A/N: Well, I bet y'all thought I had given up, eh? Thought that good old Atra was gone for good. It wasn't, you bulging-nosed orangutans. Anyway, as usual, I expect to be brutally criticized. Otherwise I will attack you. With a power saw. In your sleep. While I'm fantasizing, I'd really like ten million dollars.
Anyway, here goes nothing.
"You don't find this the least bit suspicious?"
"Why should I? Last time it only lasted five minutes."
"Luck is luck. And luck doesn't make it's mind up to help you until after a sword removes your stomach wall or splatters whatever remains of your body against a wall after they summon maggots that eat you from the inside out."
"Where is that from?"
"Zaleriaous's A History of the Daemonspawn. A bit religious, perhaps, but relatively accurate when it comes to various atrocities."
"Do you have a copy with you? I need to catch up, now that there's another one."
"Nausada, you know I didn't bring many books. Ask Arya, or Blodgharm, or someone. While your asking, beg them to teach you the ancient language. Then you might be able to read the book."
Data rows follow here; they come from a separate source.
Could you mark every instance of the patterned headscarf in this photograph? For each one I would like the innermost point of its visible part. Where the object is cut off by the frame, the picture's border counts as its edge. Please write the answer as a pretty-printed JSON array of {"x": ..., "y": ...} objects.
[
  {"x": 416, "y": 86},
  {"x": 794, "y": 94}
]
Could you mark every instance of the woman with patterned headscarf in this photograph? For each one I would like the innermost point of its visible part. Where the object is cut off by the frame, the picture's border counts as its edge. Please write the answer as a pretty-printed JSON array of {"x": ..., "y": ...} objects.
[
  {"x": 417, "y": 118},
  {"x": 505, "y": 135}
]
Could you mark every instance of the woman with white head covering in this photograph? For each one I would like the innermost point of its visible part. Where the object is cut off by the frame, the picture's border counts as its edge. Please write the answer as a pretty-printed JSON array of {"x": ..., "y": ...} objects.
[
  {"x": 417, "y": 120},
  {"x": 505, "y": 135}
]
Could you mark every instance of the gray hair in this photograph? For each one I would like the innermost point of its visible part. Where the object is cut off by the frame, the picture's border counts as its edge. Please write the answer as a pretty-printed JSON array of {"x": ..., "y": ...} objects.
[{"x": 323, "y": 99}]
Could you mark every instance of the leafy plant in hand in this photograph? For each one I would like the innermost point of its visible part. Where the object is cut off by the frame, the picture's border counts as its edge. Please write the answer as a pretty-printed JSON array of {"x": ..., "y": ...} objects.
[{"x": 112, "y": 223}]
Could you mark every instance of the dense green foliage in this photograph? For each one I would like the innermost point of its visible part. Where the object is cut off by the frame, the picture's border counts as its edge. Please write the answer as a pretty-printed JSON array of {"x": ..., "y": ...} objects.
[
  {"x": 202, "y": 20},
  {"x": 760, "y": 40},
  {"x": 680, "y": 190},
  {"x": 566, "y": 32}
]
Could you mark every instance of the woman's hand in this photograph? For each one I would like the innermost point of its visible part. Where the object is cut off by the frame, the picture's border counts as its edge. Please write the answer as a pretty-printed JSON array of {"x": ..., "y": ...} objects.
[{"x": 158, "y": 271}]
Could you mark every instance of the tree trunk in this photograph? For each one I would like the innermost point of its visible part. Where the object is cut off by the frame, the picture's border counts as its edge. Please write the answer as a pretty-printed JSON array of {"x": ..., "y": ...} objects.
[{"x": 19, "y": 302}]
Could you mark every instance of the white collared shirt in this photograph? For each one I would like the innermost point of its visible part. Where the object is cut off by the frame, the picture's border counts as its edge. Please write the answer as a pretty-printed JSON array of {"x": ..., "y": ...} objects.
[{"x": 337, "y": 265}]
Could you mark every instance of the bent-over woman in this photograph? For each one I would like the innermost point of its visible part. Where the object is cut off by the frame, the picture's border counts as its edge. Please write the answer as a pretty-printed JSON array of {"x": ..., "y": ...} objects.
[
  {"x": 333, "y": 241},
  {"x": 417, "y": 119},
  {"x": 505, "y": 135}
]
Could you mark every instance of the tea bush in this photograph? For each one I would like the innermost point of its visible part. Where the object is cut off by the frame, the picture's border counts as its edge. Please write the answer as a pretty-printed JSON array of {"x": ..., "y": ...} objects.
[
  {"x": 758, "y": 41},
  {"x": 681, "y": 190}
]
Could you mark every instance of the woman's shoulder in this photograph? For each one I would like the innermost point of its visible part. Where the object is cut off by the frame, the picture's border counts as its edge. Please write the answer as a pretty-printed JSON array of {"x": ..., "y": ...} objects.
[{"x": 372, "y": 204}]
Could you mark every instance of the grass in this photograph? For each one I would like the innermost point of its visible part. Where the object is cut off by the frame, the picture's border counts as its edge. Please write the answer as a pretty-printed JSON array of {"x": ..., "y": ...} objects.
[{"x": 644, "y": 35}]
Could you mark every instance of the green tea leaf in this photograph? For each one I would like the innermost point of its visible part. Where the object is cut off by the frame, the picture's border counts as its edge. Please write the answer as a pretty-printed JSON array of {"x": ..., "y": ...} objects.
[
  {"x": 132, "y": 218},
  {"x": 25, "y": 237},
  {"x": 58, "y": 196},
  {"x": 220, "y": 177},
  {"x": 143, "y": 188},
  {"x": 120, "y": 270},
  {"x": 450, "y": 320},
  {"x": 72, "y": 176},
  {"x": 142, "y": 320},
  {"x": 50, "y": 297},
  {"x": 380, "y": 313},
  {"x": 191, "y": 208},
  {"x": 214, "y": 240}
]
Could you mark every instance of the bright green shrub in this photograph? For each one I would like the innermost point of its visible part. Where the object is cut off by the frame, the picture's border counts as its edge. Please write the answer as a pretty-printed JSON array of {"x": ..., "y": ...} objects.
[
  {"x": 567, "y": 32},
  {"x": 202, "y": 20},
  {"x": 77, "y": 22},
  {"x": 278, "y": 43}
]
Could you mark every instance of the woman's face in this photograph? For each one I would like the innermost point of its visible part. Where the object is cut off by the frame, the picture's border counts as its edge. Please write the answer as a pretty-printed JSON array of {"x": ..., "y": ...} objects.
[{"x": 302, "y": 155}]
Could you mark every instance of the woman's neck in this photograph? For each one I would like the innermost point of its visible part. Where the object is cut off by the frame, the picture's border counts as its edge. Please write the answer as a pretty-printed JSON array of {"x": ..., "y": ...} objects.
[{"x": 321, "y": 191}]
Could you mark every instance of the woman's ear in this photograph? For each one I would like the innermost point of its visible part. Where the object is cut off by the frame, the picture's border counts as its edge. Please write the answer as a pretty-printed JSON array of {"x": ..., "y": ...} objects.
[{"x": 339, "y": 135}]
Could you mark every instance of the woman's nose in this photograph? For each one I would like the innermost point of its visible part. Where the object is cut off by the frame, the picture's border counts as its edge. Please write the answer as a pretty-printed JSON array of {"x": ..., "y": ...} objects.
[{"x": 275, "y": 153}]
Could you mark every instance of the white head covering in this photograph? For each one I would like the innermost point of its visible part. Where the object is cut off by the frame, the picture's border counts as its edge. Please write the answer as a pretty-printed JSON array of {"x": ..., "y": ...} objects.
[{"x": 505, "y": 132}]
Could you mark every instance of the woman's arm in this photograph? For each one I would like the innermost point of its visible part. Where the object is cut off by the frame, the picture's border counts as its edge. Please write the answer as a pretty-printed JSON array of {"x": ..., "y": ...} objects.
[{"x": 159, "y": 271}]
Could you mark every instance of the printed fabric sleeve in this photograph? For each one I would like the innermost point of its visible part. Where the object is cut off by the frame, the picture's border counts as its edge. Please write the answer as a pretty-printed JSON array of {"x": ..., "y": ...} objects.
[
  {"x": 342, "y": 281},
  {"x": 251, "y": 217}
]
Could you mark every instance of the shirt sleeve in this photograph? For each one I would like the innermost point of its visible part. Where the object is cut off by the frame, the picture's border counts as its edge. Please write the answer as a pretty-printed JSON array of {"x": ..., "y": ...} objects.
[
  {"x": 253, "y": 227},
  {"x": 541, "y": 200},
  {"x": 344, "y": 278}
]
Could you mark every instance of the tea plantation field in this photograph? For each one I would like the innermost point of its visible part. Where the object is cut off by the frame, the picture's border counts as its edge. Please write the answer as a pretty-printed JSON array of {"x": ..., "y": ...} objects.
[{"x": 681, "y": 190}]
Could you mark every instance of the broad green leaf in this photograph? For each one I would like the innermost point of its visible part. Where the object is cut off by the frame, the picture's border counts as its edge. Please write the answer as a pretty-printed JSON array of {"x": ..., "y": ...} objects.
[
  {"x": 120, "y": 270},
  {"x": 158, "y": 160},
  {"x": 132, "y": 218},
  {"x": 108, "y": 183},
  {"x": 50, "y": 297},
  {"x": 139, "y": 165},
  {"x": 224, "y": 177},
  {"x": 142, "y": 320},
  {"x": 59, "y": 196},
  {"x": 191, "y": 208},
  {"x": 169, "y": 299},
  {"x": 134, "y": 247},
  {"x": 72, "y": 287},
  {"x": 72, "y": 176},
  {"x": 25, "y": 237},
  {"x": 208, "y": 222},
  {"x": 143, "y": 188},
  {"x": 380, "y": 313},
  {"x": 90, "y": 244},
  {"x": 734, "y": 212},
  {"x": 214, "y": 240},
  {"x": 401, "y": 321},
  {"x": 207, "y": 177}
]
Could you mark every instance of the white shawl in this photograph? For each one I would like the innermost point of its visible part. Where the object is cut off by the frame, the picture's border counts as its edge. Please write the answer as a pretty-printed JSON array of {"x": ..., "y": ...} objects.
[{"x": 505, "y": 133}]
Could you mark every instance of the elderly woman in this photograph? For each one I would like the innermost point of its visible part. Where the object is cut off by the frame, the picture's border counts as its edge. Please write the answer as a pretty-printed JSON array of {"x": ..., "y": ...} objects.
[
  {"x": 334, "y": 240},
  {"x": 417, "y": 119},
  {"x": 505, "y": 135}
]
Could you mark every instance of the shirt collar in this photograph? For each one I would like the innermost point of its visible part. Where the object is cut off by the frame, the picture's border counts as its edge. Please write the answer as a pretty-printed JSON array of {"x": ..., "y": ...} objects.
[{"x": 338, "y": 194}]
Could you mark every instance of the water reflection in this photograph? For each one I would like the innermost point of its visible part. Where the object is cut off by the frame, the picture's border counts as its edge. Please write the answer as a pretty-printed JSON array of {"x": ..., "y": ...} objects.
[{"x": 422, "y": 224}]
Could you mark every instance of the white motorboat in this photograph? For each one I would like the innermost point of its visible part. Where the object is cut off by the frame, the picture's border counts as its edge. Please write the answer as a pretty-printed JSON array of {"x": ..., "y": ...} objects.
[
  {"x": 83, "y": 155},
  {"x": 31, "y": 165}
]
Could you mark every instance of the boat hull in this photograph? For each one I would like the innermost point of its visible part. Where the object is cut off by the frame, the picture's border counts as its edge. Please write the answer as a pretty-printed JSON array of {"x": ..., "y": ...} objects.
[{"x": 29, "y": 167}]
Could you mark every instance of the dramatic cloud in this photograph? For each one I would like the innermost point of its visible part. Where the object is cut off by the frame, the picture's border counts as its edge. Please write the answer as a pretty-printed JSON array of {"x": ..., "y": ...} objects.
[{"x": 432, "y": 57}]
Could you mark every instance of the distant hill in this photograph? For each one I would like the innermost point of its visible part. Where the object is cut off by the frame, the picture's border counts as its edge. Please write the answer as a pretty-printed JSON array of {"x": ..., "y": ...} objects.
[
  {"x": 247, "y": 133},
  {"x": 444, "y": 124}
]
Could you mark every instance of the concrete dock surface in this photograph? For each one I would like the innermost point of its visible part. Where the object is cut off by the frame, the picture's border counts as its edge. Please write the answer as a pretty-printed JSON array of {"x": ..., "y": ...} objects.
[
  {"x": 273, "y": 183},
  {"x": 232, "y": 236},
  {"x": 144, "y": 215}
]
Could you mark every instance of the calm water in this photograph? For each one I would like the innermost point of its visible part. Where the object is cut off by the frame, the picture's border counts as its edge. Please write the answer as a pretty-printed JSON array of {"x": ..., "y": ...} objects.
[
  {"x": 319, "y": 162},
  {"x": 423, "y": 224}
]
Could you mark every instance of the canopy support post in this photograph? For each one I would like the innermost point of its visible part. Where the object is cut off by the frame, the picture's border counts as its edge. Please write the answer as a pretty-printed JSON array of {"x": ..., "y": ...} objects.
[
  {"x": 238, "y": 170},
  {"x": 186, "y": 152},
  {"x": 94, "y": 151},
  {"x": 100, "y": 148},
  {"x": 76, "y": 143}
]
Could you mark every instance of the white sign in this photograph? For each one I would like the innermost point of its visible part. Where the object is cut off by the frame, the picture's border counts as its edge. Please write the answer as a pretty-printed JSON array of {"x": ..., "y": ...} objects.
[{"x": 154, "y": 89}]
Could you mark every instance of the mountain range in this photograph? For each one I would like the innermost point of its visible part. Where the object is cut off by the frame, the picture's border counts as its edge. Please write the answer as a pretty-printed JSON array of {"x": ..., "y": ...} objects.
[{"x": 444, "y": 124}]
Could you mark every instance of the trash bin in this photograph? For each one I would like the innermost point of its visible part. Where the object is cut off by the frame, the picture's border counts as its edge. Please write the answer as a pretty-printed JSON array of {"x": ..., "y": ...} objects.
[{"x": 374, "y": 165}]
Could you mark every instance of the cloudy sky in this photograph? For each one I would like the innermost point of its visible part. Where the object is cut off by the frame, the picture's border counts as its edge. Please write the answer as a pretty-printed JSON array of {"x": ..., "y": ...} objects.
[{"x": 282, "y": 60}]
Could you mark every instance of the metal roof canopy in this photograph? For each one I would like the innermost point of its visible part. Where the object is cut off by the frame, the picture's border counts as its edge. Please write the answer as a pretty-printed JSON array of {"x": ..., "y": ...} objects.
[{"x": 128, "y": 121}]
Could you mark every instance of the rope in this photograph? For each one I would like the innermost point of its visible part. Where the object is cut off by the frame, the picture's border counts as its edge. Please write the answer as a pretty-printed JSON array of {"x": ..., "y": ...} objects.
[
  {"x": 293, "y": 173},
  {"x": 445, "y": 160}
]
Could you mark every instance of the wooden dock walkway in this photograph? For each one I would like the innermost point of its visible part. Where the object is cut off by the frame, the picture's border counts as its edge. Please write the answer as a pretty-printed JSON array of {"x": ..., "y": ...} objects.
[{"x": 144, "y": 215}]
"Very well, Eragon. Now, for a rather less, or perhaps more depending on your response, pressing matter. I understand that, at least from my perspective, your personal life is none of my business. You could be engaged in twenty orgies a day, and I wouldn't care. However, Islanzadi was quite insistent, so I must ask. Are you and Arya currently lovers?"
"I would rather not go into that, currently. Must you answer?"
"If she remains Queen, she will withdraw if her demands are not met."
"Ah. I can solve our problem. Give me five days, one of the latest of our little... experiment, and a poison dagger."
"No. That would destabilize everything."
"Then I have a response. Not anymore."
"What do you mean? Did... oh, Eragon, what happened?"
"That is personal. I would rather not go into it."
"If you need, she could be reassigned to-"
"No. I'll be going, now."
"Wait! Eragon, come back! You need to review the latest test runs! Oh fuck it. You, servant. Cancel all appointments today and tomorrow morning, and fetch a gallon of whiskey."
Eragon ran, frowning, back to his tent. He stepped in, drew the flap across the entrance, and swore. Tomorrow was going to be a long, hard day. On the other hand, he had no reason to face it with a clear head. His hand reached out to a bottle. There was a loud thud, a short drop, and he knew no more.
A/N So, how was it? HAH! Very delayed April Fools, people. There is more.
Eragon sat chained to a wall. He had been chained to a wall before, of course. It was normal in his line of work, of course, to spend long periods in captivity. However, most dungeons he had been chained up in were rather worse than this, so he assumed that, for once, they knew what they were doing. As a general rule, the nastiness of the dungeon is equal to how easy it is to break out. Crumbling walls and diseased rats are all well and good, but they won't really stop a Rider. On the other hand, solid steel panels and about twenty guards,which this prison had, are quite effective.
He started to pull on the chain. It was fused into the wall at the end, no peg being needed. However, it was at this moment the door opened and a man walked in. Eragon looked up at him and swore. It was going to be a long, hard day.
It's a 3 week TIMESKIP! BUM BADADA BADA IT"S A TIMESKIP!
Eragon looked around at his captors with bloodied eyes. In the ten hours of torment he had received he had come to appreciate a whole new class of agony, but still couldn't tell why this was happening. His body was covered in long scratches, and his skin was peeling off in places. But secretly, he was happy. It wasn't easy to take the fragments of metal left in his body after the torture and make a short knife. But now, it would all be worth it.